For Angular we need NodeJS and the Angular CLI installed. Download NodeJS from the official website (or via nvm) and install Angular by npm install -g @angular/cli. And that's it. Create a new Angular CLI application with ng new and start coding your frontend without any restrictions (just keep 3MB in mind).

The webserver

You should already have the proper board selected in the Arduino IDE (e.g. NodeMCU v1). Also make sure that you have selected 3MB for the SPIFFS (SPI Flash File System) size. If that is done, we can start programming the server application.

#include <ESP8266WiFi.h>
#include <ESP8266WebServer.h>
#include <FS.h>

const String ssid  = "NetworkSSID";
const String password = "password";
ESP8266WebServer server(80);

void setup() {
  SPIFFS.begin();
  WiFi.begin(ssid, password);
  delay(100);

  server.onNotFound([]() {
    if (!handleFileRead(server.uri())) {
      server.send(404, "text/plain", "404: Not Found");
    }
  });
  server.begin();
}

void loop() {
  server.handleClient();
}

The server imports the Wifi and Spiffs related libraries. Enter your wifi credentials to which wifi the device should connect, when running. We are using the port 80 because it is the standard http port. In the setup function we initialize the SPIFFS and the wifi first. Next we are defining the servermethods with a lambda function. It should look for files in the SPIFFS and if it does not find any file, it should return 404. In the loop we are making the server listen to any actions.
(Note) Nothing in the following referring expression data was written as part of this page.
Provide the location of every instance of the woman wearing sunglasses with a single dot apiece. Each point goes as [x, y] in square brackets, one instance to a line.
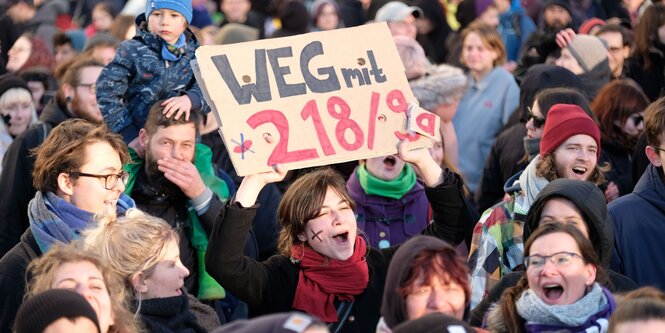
[562, 289]
[619, 107]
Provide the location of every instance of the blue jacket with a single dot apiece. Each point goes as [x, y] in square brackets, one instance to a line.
[515, 28]
[138, 77]
[639, 222]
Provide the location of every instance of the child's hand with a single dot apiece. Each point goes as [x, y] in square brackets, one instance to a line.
[179, 105]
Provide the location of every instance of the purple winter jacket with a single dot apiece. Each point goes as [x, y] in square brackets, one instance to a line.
[387, 221]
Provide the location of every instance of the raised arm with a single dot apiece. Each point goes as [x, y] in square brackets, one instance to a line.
[246, 278]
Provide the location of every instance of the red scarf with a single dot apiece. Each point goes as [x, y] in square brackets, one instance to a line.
[323, 279]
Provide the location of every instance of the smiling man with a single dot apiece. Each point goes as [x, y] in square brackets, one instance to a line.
[78, 173]
[569, 148]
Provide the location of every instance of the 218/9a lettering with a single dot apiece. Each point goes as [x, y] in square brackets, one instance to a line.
[338, 109]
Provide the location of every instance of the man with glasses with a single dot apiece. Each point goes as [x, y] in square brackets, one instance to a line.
[618, 40]
[639, 217]
[176, 182]
[75, 99]
[78, 173]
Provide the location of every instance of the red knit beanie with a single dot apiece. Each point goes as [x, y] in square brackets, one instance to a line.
[564, 121]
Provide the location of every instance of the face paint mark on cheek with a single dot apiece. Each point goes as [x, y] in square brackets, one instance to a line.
[316, 235]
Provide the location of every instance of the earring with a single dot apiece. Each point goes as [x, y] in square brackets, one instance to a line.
[295, 261]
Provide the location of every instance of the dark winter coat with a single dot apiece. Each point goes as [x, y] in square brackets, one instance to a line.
[619, 159]
[639, 230]
[13, 267]
[651, 80]
[16, 176]
[138, 77]
[269, 286]
[590, 200]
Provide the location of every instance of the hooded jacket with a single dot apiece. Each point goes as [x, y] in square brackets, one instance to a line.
[598, 223]
[138, 77]
[638, 219]
[393, 306]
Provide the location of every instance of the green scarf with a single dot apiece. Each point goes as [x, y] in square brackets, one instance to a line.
[394, 189]
[209, 289]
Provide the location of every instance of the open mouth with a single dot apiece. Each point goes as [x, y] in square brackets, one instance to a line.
[343, 237]
[552, 292]
[579, 170]
[390, 161]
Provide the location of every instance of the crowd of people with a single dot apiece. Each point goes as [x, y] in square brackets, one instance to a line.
[537, 211]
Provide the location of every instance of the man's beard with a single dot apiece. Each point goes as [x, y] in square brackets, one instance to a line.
[78, 110]
[157, 179]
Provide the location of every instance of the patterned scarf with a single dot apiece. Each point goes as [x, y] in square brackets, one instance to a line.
[53, 219]
[323, 279]
[588, 311]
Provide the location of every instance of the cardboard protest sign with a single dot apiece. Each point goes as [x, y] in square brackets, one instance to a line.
[313, 99]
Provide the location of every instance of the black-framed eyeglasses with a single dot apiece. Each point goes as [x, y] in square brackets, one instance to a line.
[537, 121]
[658, 148]
[109, 181]
[637, 119]
[92, 87]
[558, 259]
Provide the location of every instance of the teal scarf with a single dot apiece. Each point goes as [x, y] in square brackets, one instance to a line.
[394, 189]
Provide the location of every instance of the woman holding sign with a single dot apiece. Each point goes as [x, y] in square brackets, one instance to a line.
[325, 268]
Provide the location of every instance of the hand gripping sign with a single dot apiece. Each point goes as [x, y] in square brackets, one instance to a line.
[313, 99]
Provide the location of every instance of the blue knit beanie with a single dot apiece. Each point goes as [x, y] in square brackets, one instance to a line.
[183, 7]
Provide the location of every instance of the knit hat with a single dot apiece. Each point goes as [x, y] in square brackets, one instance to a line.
[589, 24]
[561, 3]
[183, 7]
[276, 323]
[589, 51]
[434, 323]
[78, 39]
[41, 310]
[564, 121]
[9, 81]
[442, 85]
[396, 11]
[232, 33]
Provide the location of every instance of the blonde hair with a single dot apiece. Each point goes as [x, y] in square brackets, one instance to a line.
[131, 244]
[44, 269]
[19, 94]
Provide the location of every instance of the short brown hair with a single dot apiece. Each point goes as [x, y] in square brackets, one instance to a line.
[511, 319]
[490, 37]
[63, 151]
[302, 202]
[654, 122]
[72, 74]
[157, 118]
[43, 270]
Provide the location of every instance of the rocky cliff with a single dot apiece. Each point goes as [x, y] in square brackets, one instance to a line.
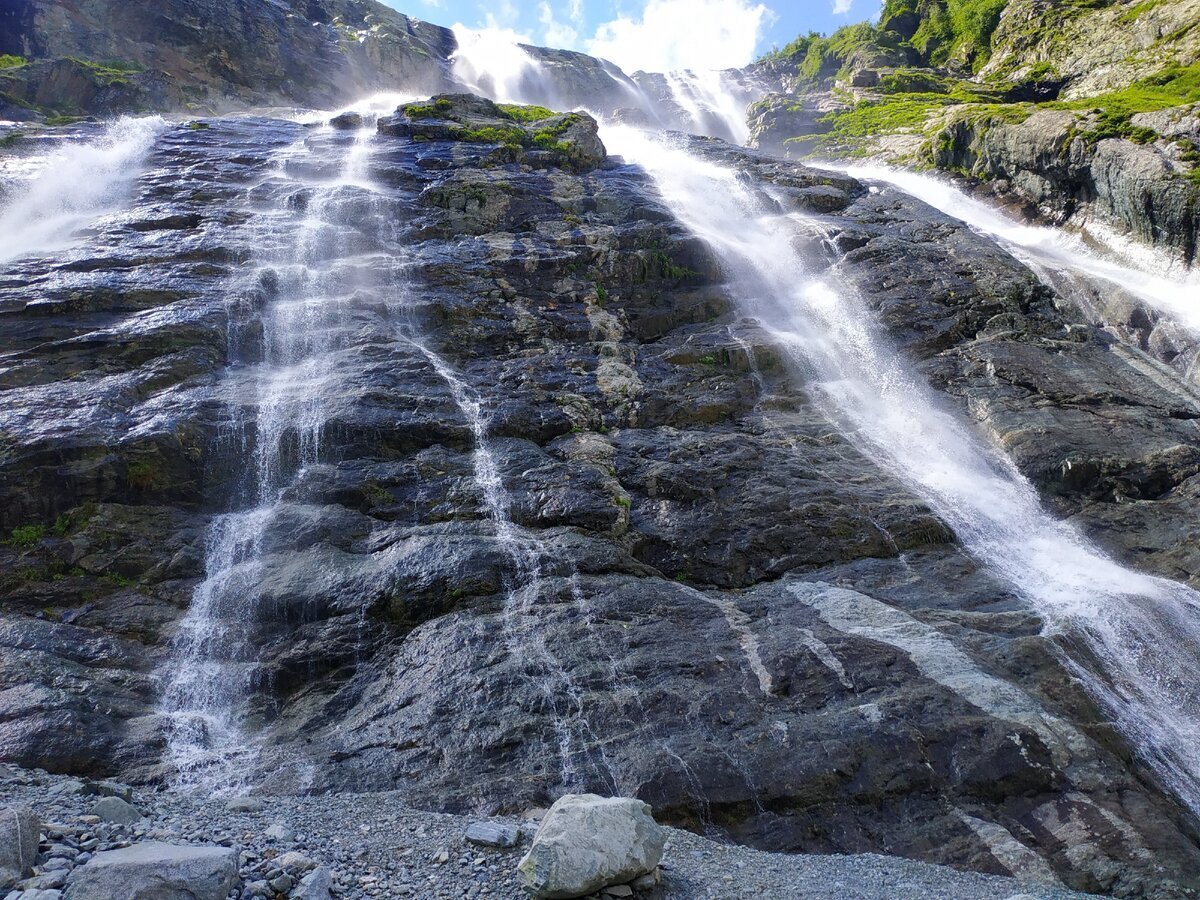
[568, 520]
[65, 60]
[1078, 111]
bool handleFileRead(String path) {
  Serial.println("handleFileRead: " + path);
  if (path.endsWith("/")) path += "index.html";
  String contentType = getContentType(path);
  if (SPIFFS.exists(path)) {
    File file = SPIFFS.open(path, "r");
    size_t sent = server.streamFile(file, contentType);
    file.close();
    return true;
  }
  Serial.println("\tFile Not Found");
  return false;
}

As already mentioned, we are looking for files in the SPIFFS and return false if the file does not exist. If the file exists we are returning the file back to the client via server.streamFile.

String getContentType(String filename) {
  if(filename.endsWith(".htm")) return "text/html";
  else if(filename.endsWith(".html")) return "text/html";
  else if(filename.endsWith(".css")) return "text/css";
  else if(filename.endsWith(".js")) return "application/javascript";
  else if(filename.endsWith(".png")) return "image/png";
  else if(filename.endsWith(".gif")) return "image/gif";
  else if(filename.endsWith(".jpg")) return "image/jpeg";
  else if(filename.endsWith(".ico")) return "image/x-icon";
  else if(filename.endsWith(".xml")) return "text/xml";
  else if(filename.endsWith(".pdf")) return "application/x-pdf";
  else if(filename.endsWith(".zip")) return "application/x-zip";
  else if(filename.endsWith(".gz")) return "application/x-gzip";
  return "text/plain";
}

For the web it is important to also send the content type of the files. In this function it checks the ending for known signatures and returns the proper content-type. And that's already it.

Uploading the Angular UI

Since this is not an Angular tutorial I guess you are familiar with implementing Angular applications (This works also with plain web applications and other frameworks). Imagine you have got a working application and you build it by running ng build --prod. The build files will be placed in the /dist folder by default. Copy these files into a /data folder inside the folder in which your Arduino sketch is placed.

Conclusion

In this article you have learned how to setup up a webserver on ESP8266 devices and how to upload sketches and Angular apps (or web applications in general) to the device. This devices serve your website either in a connected Wifi network or in a self-hostet access point.